You will see that b is the only tensor that is currently initalized as a constant and the value is 1. This is consistent with the fact that the DSL inserts a constant (1) where b is referenced in the einsum expression. Feel free to change the input to the DSL in the source file einsum.cpp in the main repo at line number - 347. If you make any changes, please recompile applications using bash build_apps.sh as before.

Feel free to navigate around with next or step commands and viewing the extended state with xlist, xvars, xframe and xbt. Once you are satisfied exit the debugger with quit. Hit y to confirm when prompted.

Section 3: Write a small program with BuildIt and check for debugging support.

We want to demonstrate that any programs written with BuildIt now have debugging support. You can copy the simple power function example from the BuildIt website - https://buildit.so/tryit/. This example is as it is from the website. Save it in a file called power.cpp in the top level directory of the repo.

We will now compile it with D2X enabled BuildIt with the command -

g++ power.cpp -o build/power-gen $(make --no-print-directory -C buildit compile-flags) $(make --no-print-directory -C buildit linker-flags)

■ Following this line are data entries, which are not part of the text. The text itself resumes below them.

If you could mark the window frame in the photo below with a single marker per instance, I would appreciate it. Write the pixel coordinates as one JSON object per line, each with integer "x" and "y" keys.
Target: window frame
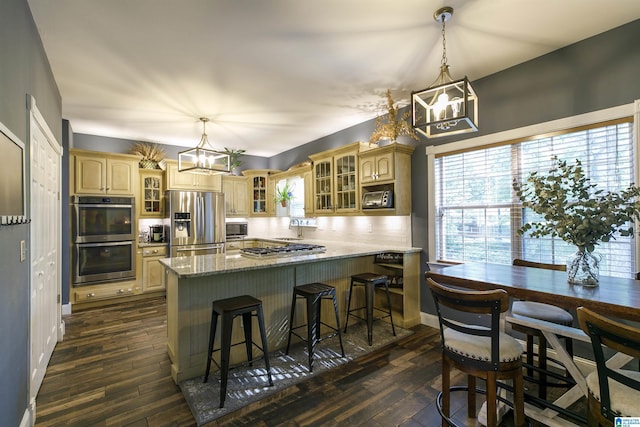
{"x": 521, "y": 134}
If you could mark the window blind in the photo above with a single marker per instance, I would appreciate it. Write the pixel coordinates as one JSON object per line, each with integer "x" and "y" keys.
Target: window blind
{"x": 478, "y": 213}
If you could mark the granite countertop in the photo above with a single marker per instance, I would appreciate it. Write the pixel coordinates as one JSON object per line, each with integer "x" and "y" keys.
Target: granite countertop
{"x": 205, "y": 265}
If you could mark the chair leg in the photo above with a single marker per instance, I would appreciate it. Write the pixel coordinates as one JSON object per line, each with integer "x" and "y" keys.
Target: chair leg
{"x": 335, "y": 309}
{"x": 265, "y": 347}
{"x": 369, "y": 289}
{"x": 293, "y": 312}
{"x": 530, "y": 355}
{"x": 446, "y": 393}
{"x": 518, "y": 401}
{"x": 227, "y": 319}
{"x": 248, "y": 336}
{"x": 542, "y": 363}
{"x": 471, "y": 396}
{"x": 492, "y": 396}
{"x": 346, "y": 321}
{"x": 212, "y": 335}
{"x": 393, "y": 328}
{"x": 311, "y": 331}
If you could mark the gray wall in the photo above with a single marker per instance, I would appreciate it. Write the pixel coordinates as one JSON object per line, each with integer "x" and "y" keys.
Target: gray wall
{"x": 24, "y": 70}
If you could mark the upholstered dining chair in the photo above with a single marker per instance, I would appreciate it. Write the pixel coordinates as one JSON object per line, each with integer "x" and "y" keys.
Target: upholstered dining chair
{"x": 478, "y": 350}
{"x": 549, "y": 313}
{"x": 612, "y": 392}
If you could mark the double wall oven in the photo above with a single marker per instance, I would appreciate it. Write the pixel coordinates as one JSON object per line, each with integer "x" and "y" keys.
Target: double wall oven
{"x": 103, "y": 233}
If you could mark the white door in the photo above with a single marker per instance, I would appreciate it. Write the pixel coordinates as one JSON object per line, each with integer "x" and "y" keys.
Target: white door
{"x": 44, "y": 248}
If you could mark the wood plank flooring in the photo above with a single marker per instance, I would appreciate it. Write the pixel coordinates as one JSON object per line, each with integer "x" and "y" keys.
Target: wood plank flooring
{"x": 112, "y": 369}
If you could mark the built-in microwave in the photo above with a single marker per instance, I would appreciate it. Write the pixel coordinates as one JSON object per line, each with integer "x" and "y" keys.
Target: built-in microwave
{"x": 102, "y": 219}
{"x": 237, "y": 230}
{"x": 377, "y": 200}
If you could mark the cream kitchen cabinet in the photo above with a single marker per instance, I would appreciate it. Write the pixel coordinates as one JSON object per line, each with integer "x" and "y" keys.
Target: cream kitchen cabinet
{"x": 152, "y": 270}
{"x": 335, "y": 177}
{"x": 151, "y": 193}
{"x": 387, "y": 168}
{"x": 177, "y": 180}
{"x": 236, "y": 195}
{"x": 101, "y": 173}
{"x": 261, "y": 191}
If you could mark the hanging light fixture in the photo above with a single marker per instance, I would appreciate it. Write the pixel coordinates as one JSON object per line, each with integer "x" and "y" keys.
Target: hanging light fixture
{"x": 203, "y": 159}
{"x": 447, "y": 107}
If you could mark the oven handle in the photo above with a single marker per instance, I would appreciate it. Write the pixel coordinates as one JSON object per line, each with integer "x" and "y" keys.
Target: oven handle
{"x": 101, "y": 205}
{"x": 93, "y": 245}
{"x": 199, "y": 248}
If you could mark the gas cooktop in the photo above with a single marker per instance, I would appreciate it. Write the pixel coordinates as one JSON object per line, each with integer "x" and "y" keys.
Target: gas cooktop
{"x": 281, "y": 251}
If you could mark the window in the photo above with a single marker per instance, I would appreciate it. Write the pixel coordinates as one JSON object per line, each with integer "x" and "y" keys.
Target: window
{"x": 478, "y": 214}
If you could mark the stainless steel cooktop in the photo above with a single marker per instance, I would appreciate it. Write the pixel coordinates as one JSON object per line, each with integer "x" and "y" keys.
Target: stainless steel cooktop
{"x": 291, "y": 249}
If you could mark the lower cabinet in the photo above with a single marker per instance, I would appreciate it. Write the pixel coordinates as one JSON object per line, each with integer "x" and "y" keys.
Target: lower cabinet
{"x": 84, "y": 295}
{"x": 152, "y": 270}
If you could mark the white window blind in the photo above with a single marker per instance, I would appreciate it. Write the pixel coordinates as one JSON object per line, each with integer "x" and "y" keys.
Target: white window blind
{"x": 478, "y": 213}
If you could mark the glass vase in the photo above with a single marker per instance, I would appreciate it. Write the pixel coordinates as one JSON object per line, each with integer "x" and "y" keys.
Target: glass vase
{"x": 583, "y": 268}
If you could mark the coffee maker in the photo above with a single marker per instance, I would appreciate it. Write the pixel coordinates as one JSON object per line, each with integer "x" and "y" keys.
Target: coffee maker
{"x": 156, "y": 233}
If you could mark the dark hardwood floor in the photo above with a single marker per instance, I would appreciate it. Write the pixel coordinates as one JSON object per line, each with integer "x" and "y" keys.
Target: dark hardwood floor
{"x": 112, "y": 369}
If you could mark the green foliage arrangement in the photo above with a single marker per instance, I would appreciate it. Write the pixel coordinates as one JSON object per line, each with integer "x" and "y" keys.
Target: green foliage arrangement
{"x": 234, "y": 157}
{"x": 574, "y": 210}
{"x": 284, "y": 194}
{"x": 394, "y": 127}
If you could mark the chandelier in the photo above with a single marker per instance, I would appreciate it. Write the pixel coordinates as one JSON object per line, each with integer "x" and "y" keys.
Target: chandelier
{"x": 203, "y": 159}
{"x": 448, "y": 106}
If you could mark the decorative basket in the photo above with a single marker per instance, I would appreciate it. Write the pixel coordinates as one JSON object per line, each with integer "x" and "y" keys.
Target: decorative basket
{"x": 148, "y": 164}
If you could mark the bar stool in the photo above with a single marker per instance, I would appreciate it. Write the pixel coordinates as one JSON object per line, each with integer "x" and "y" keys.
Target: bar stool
{"x": 370, "y": 281}
{"x": 229, "y": 308}
{"x": 549, "y": 313}
{"x": 314, "y": 293}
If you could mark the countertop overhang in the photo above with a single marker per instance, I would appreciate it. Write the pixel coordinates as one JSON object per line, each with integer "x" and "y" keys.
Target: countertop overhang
{"x": 206, "y": 265}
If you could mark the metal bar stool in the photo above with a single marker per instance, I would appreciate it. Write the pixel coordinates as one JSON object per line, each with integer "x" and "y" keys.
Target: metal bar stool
{"x": 229, "y": 308}
{"x": 370, "y": 281}
{"x": 314, "y": 293}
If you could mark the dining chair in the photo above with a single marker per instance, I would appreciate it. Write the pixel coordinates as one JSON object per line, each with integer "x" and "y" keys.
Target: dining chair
{"x": 612, "y": 392}
{"x": 549, "y": 313}
{"x": 478, "y": 350}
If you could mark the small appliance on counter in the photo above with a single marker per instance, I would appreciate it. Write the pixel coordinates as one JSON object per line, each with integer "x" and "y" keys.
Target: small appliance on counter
{"x": 156, "y": 233}
{"x": 377, "y": 200}
{"x": 237, "y": 230}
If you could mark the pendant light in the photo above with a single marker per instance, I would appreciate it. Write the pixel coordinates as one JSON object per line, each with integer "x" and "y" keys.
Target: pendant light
{"x": 203, "y": 159}
{"x": 448, "y": 106}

The $(make --no-print-directory -C buildit compile-flags) $(make --no-print-directory -C buildit linker-flags) is the BuildIt prescribed way of pulling compile and linker flags from BuildIt. If you want to view these flags, you can run the command -

echo $(make --no-print-directory -C buildit compile-flags) $(make --no-print-directory -C buildit linker-flags)

Great! Now let us run this program to generate our power specialization. Run the command -

./build/power-gen > build/power.cpp

Feel free to view the generated file build/power.cpp that has the implementation of power specialized for exponent = 15.

Let us now compile this generated code using -

g++ -g build/power.cpp -o build/power -I d2x/include d2x/runtime/d2x_runtime.cpp -ldwarf -lunwind -ldl --include=d2x/include/d2x_runtime/d2x_runtime.h

Let us now attach the debugger with -

./gdb-wrapper --args ./build/power

We can start by inserting breakpoint at the generated function power_15 with -

break 7
run

You can now step line by line with the command next. At each line you can view the source with xlist. Most importantly at each line you can view the exponent value with the command xvars and xvars exponent. As you run next and run xvars exponent at each line you can see how the static variable exponent had changed in the first stage code. You can also see the first stage code with xlist.

When done exploring quit the debugger with the command quit. Hit y to confirm.

(Optional) Section 4: Viewing code changes

Now that we are convinced that D2X makes it view the generated debug information, we will try to count the lines of code changes required to enable D2X support in GraphIt and BuildIt (as shown in Figure 10 and Figure 15 of the paper).

From the top level directory, navigate to the GraphIt directory with the command -

cd graphit

Now view the changes we made for enabling D2X with -

git diff master HEAD

You will see that most of the changes are in the backend and are calls to D2X-C API to encode source and variable information in the generated code. To see a summary of the changes, run -

git diff --stat master HEAD

The last line shows the total insertions and deletions. You can see the numbers are pretty close to the numbers in Figure 10. It is not exactly the same because a handful of lines have been changed since the submission. The change is very minor (10 more lines).

Similarly you can view the changes for BuildIt by navigating to BuildIt directory from the top level directory -

cd buildit

Once again you can run -

git diff --stat master HEAD

You can compare the number of lines changed with the numbers in Figure 15 of the paper. The delta for this one doesn't match exactly with the numbers in the paper since BuildIt itself has changed a lot since the submission. We also swapped a dependency of the package between the submission and the preparation of these artifacts. But you will see that the numbers aren't too different and the overall percentage is similar.

This shows that to adopt D2X and add debugging support, the developer has to make very little changes.